Dağlık Karabağ'da son günlerde yaşanan çatışmalara değinen Süleymanov, bazı stratejik noktaların Azerbaycan ordusu tarafından geri alınmasını sevinçle karşıladığını aktardı. Süleymanov, gelişmeler sonrasında Türkiye ve İslam İşbirliği Teşkilatı üyesi bazı ülkeler dışında diğer ülkelerin ve birtakım güç odaklarının Azerbaycan'ın hakkını tanımadığını söyledi.
Birçok ülkenin son gelişmelerle ilgili açıklamalarında Ermenistan'dan "işgalci" diye bahsetmemesinin Azerbaycan halkını çok öfkelendirdiğini anlatan Süleymanov, "Halkımız yıllardır bekliyor ve bu da onun barıştan yana olduğunu gösteriyor. Şimdi ise demokrasi çağrıları yapan ABD ve Beyaz Saray'ın AKPM'nin kararıyla ilgili ne düşündüğünü ve Azerbaycan halkına karşı tutumlarını merak ediyoruz.” dedi.
- "Ermenistan suyu silah olarak kullanıyor"
Hiçbir devletin masum insanlara zarar vermek için suyu silah olarak kullanamayacağı vurgulanan kararda, Azerbaycan topraklarının Ermenistan tarafından işgal edildiği gerçeğinin ortaya konulduğuna işaret eden Süleymanov, 11 bin kilometrekare toprak işgal eden Ermenilerin bununla yetinmeyerek şimdi de suyu silah olarak kullandığını ve Azerbaycan'ın bölgelerini tehdit ettiğini kaydetti.
Serseng Barajı'nın 37 yıl önce inşa edildiğini anlatan Süleymanov, burada yaşanacak bir kaza veya sabotajın 400 bin Azerbaycanlının yaşadığı bölgeler için büyük tehdit oluşturacağını ve faciaya neden olacağını belirtti.
- "Karar bizi umutlandırdı"
Derneğin İnsan Hakları Bölüm Başkanı Şahin Camalov da AKPM'nin kararının özellikle işgal altındaki Azerbaycan'ın önemli su rezervi Serseng Barajı'na dair olsa da Dağlık Karabağ sorunu ile ilgili çok önemli noktalar olduğunu dile getirdi.
Kararda özellikle Ermenistan'ın işgal ettiği topraklardan bir an önce çekilmesi ve Serseng Barajı'nın Azerbaycan'a geri verilmesinin vurgulandığını anlatan Camalov, şöyle devam etti:
"AKPM gibi bir kurumdan bu kadar önemli bir karar çıkması Azerbaycan’da Sivil Toplumun Gelişmesine Yardım Derneği olarak bizi çok umutlandırdı ve bu kararın başkanımız, milletvekili Elhan Süleymanov öncülüğünde tüm dünyaya duyurulması ile ilgili işlere başladık."
- Hedef bir milyon imza
İlk iş olarak ABD Beyaz Saray resmi sitesinde AKPM’nin 2085 sayılı kararı üzerine bir kampanya başlattıklarını aktaran Camalov, bu kampanyayla Beyaz Saray’da “We the People Petitions” kısmında açılan dilekçeye 100 bin imza toplanmasının hedeflendiğini söyledi.
Dilekçe, 6 Nisan'da Beyaz Saray resmi sitesine kondu.
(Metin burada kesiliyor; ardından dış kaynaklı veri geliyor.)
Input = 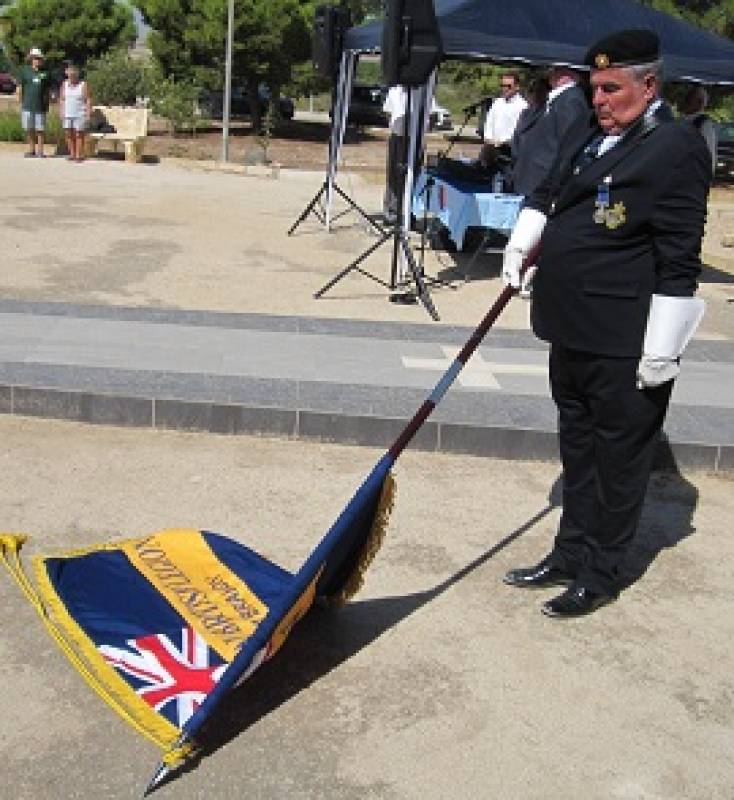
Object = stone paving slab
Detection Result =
[0,301,734,470]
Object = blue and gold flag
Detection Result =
[0,457,394,770]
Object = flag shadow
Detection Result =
[191,500,554,769]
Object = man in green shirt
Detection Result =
[20,47,51,158]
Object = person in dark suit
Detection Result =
[512,65,589,197]
[503,30,711,617]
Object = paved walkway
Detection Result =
[0,151,734,470]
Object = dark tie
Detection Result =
[576,133,606,169]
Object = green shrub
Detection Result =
[86,50,147,106]
[149,73,199,134]
[0,111,64,145]
[0,111,26,142]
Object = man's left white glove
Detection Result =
[637,294,706,389]
[502,208,546,292]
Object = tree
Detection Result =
[135,0,314,127]
[6,0,135,65]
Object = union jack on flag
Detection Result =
[99,627,227,727]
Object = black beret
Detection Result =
[584,28,660,69]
Bir ay içinde 100 bin imza toplanması halinde Beyaz Saray Başkanı ya da Beyaz Saray dilekçeye resmi bir cevap vermek durumunda kalacak.
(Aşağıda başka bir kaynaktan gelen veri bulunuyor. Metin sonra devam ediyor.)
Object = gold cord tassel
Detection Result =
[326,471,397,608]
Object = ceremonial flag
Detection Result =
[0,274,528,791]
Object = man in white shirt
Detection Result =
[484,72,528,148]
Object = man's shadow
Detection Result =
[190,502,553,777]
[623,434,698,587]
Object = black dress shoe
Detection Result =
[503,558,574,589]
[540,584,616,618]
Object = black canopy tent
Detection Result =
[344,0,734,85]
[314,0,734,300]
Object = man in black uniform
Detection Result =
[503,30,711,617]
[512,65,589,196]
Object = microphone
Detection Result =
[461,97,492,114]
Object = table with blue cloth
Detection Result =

Camalov, "Dilekçeye ABD Beyaz Saray yetkililerinin cevap vermesi için 100 bin imza yetse de en az 1 milyon imza toplamayı hedefliyoruz. Söz konusu imza kampanyası için Azerbaycanlı kardeşlerimizin Türkiye’den beklentisi büyük. Bu hususta Türkiye'nin desteğine güveniyoruz." diye konuştu.
Konuya ilişkin Türkiye'de www.isgaledurde.com sitesi kurulduğunun da altını çizen Camalov, siteye hem Beyaz Saray resmi sitesinin dilekçe bölümüne kolayca ulaşmak için link hem de Türkçe işlemin nasıl yapılacağına dair görseller konulduğunu aktardı.
- AKPM'nin 2085 sayılı kararı
AKPM, 2085 sayılı kararında Ermenistan'ın işgali altında bulunan Dağlık Karabağ'dan bir an önce çekilmesi çağrısında bulunuyor.
Ermenistan'ın işgali altında olan topraklarda bulunan Serseng Barajı'nın da 20 yıldır düzenli olarak bakım görmekten mahrum bırakıldığının kaydedildiği kararda, barajın doğal felakete neden olmasının yanı sıra insan hayatının kaybına sebebiyet verecek yeni insani krizlerin çıkmasına yol açacağı vurgulanıyor.
Suyu yaşamın kaynağı olarak tanımlayan, hiçbir devletin suyu masum insanlara zarar vermek için bir araç olarak kullanılamayacağına dikkat çekilen kararda, bunun çevresel ve insani sorunlara yol açacağı ifade ediliyor.